Loss of Mitochondrial RNA Binding Protein PTCD1 Leads to Cardiomyopathy

Abstract

In eukaryotic cells mitochondria produce energy at the electron transport chain (ETC). ETC assembly requires regulated mitochondrial gene expression, which is predominantly controlled post-transcriptionally by RNA-binding proteins, including the pentatricopeptide repeat (PPR) domain proteins. The PPR domain 1 (PTCD1) protein is involved in RNA metabolism and stability, and Ptcd1 haploinsufficiency in mice causes an increase in transcription, accumulation of precursor transcripts, and decreased protein synthesis. Furthermore, whole-exome analysis has identified a PTCD1 mutation in a patient with cardiomyopathy. To further characterise the molecular role of PTCD1, we investigated a homozygous heart and skeletal muscle-specific knockout in mice. Echocardiography revealed that PTCD1 loss led to dilated cardiomyopathy.
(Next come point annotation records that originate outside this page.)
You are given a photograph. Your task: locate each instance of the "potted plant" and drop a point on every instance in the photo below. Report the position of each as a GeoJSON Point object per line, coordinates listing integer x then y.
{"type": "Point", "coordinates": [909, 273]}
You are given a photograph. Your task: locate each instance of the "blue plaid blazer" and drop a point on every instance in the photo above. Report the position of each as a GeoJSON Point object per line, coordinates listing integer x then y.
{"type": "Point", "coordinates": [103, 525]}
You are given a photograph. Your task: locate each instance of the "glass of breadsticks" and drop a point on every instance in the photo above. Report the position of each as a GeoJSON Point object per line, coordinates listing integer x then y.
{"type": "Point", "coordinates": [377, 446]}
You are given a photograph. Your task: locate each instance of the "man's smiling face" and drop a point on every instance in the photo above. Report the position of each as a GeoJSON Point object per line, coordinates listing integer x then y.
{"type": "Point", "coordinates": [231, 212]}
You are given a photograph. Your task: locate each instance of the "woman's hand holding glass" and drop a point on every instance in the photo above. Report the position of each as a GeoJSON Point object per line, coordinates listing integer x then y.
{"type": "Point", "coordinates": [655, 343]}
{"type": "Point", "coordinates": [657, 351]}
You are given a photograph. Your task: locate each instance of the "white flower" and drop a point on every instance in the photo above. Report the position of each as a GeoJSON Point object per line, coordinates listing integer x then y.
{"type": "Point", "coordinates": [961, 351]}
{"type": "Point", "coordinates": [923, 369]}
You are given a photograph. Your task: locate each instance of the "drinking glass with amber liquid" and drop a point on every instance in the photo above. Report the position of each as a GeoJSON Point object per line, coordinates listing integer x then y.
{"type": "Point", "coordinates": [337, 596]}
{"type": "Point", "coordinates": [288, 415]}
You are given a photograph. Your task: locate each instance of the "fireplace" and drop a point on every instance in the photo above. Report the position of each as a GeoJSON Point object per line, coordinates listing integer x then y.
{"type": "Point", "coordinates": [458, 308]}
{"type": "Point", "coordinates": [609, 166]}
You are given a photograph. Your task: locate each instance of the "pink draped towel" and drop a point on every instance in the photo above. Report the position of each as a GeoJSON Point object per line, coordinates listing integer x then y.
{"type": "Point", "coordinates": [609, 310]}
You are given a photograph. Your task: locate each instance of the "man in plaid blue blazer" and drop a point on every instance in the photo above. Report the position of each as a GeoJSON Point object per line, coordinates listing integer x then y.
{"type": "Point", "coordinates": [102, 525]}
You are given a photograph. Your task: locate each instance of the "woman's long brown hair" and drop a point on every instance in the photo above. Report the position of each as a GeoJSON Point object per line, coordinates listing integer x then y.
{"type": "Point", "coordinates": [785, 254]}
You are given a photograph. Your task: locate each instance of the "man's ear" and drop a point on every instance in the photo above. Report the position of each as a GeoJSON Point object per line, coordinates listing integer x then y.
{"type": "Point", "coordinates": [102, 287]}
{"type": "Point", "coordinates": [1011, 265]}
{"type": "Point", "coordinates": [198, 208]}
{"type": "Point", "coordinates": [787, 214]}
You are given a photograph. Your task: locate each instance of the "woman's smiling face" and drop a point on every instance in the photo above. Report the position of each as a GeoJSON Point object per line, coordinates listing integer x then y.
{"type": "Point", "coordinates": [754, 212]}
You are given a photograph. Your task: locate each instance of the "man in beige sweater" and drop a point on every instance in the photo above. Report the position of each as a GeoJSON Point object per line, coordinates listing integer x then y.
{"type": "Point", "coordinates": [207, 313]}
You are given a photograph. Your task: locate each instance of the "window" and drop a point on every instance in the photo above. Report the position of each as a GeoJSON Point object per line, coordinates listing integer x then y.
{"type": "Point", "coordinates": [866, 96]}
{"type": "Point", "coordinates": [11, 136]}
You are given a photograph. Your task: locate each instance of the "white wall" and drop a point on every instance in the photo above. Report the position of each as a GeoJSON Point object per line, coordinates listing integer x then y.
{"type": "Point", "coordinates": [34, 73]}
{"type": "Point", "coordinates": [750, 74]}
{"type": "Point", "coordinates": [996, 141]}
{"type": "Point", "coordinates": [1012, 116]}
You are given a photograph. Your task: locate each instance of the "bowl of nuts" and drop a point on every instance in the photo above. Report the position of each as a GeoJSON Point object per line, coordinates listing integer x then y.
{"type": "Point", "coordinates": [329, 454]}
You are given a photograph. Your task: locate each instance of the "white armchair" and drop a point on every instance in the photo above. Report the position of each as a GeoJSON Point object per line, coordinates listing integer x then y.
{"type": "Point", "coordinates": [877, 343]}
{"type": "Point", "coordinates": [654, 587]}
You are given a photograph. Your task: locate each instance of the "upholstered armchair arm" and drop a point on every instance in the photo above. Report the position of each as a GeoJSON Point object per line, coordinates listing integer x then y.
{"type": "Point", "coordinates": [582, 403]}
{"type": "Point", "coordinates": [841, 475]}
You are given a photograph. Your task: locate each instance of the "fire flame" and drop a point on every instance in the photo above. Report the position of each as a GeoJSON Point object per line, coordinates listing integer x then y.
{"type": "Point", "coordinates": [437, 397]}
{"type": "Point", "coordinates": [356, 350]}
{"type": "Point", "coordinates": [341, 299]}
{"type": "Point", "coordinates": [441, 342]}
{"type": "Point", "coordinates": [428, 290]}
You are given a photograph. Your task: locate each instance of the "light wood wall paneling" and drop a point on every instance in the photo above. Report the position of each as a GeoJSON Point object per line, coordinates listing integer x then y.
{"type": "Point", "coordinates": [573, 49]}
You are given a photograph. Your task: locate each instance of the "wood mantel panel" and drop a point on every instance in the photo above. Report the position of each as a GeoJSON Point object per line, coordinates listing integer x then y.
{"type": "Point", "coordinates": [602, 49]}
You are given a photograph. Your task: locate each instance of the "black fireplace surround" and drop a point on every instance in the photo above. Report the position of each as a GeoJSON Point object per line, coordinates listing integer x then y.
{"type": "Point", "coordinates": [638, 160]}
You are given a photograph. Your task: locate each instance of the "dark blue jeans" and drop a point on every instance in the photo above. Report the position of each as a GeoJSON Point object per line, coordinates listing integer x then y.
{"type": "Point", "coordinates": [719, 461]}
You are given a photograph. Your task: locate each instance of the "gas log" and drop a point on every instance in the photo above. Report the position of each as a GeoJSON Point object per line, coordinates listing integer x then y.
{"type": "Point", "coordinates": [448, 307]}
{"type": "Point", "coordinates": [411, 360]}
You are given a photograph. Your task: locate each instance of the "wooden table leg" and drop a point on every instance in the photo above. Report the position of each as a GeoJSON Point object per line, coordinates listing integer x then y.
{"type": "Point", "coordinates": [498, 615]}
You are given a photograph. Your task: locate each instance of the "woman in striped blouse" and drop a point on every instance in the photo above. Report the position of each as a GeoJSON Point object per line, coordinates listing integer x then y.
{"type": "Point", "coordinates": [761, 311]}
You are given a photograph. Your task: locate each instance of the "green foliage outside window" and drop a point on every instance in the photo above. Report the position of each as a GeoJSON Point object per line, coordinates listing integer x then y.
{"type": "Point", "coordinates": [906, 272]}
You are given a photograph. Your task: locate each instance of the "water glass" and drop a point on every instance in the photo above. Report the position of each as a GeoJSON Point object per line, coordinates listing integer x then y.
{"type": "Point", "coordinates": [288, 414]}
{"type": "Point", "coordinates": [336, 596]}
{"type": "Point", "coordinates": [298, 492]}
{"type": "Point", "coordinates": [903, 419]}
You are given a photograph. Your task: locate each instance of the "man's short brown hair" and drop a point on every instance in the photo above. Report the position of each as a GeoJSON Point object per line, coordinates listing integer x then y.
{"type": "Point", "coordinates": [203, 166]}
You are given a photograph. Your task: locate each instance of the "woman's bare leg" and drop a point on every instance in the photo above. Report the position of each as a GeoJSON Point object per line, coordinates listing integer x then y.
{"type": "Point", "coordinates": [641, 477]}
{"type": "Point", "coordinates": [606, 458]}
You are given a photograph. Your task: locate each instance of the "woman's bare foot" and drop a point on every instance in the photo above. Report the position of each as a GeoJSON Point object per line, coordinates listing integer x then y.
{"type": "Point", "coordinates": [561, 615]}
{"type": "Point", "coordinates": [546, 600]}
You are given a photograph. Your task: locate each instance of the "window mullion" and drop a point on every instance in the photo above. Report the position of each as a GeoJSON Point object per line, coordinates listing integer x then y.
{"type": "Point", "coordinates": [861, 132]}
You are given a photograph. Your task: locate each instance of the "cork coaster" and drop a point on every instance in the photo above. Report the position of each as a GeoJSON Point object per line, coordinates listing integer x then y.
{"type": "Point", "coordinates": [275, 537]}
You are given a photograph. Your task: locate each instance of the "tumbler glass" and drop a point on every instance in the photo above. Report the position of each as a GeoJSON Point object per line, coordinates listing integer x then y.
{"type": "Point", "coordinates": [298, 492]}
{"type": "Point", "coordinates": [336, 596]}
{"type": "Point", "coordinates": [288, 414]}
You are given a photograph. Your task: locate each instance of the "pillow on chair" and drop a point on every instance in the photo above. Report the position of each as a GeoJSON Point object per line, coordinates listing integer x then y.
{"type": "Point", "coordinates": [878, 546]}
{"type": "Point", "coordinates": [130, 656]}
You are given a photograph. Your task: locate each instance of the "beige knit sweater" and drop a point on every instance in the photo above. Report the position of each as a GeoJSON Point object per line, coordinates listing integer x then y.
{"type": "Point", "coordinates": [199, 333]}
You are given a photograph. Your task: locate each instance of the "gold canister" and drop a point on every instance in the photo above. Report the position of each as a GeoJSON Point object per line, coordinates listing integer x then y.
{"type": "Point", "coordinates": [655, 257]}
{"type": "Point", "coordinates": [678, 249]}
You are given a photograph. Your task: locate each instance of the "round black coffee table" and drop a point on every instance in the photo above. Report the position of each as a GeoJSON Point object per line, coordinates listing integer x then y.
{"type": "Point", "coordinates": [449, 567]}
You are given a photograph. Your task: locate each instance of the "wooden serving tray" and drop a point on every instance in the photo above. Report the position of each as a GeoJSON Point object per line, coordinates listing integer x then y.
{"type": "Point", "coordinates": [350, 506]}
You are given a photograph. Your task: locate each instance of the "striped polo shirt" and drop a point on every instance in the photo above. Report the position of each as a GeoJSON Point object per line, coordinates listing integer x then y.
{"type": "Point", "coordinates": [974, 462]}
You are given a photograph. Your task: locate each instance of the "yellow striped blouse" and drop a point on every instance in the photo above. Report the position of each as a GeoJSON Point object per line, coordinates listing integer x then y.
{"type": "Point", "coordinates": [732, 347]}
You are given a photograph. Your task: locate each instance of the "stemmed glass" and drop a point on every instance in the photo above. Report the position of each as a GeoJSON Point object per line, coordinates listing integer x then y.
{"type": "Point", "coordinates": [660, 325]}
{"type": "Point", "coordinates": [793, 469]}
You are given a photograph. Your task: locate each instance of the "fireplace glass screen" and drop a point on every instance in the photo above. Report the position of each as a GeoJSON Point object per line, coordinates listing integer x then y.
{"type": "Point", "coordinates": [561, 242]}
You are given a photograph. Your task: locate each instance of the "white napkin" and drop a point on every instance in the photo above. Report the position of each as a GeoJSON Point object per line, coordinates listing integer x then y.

Specifically, Ptcd–/– mice (n = 5) showed a significant decrease in fractional shortening (15.7 ± 1.53%) compared with wild-type Ptcd1+/+ mice (n = 5) (24.9 ± 0.91%), and a significant increase in ventricle diameter. Immunoblotting revealed a decrease in ETC subunit abundance, as well as altered expression of various nuclear-encoded ribosomal proteins and proteases, in Ptcd1–/– mice (n = 3) compared with Ptcd1+/+ (n = 3). Northern blotting revealed a compensatory increase in transcription, evident as an increase in mature mRNA and tRNA expression in Ptcd1–/– (n = 3) compared with Ptcd1+/+ mice (n = 3). Interestingly, abundance of the 16S rRNA was decreased, indicating that PTCD1 is required for its stability, and therefore mitoribosome assembly, which could be contributing to the decrease in mitochondrial protein translation observed. These results suggest that PTCD1 is essential for assembly of the mitoribosome and translation, which is necessary for ETC assembly and, ultimately, heart function.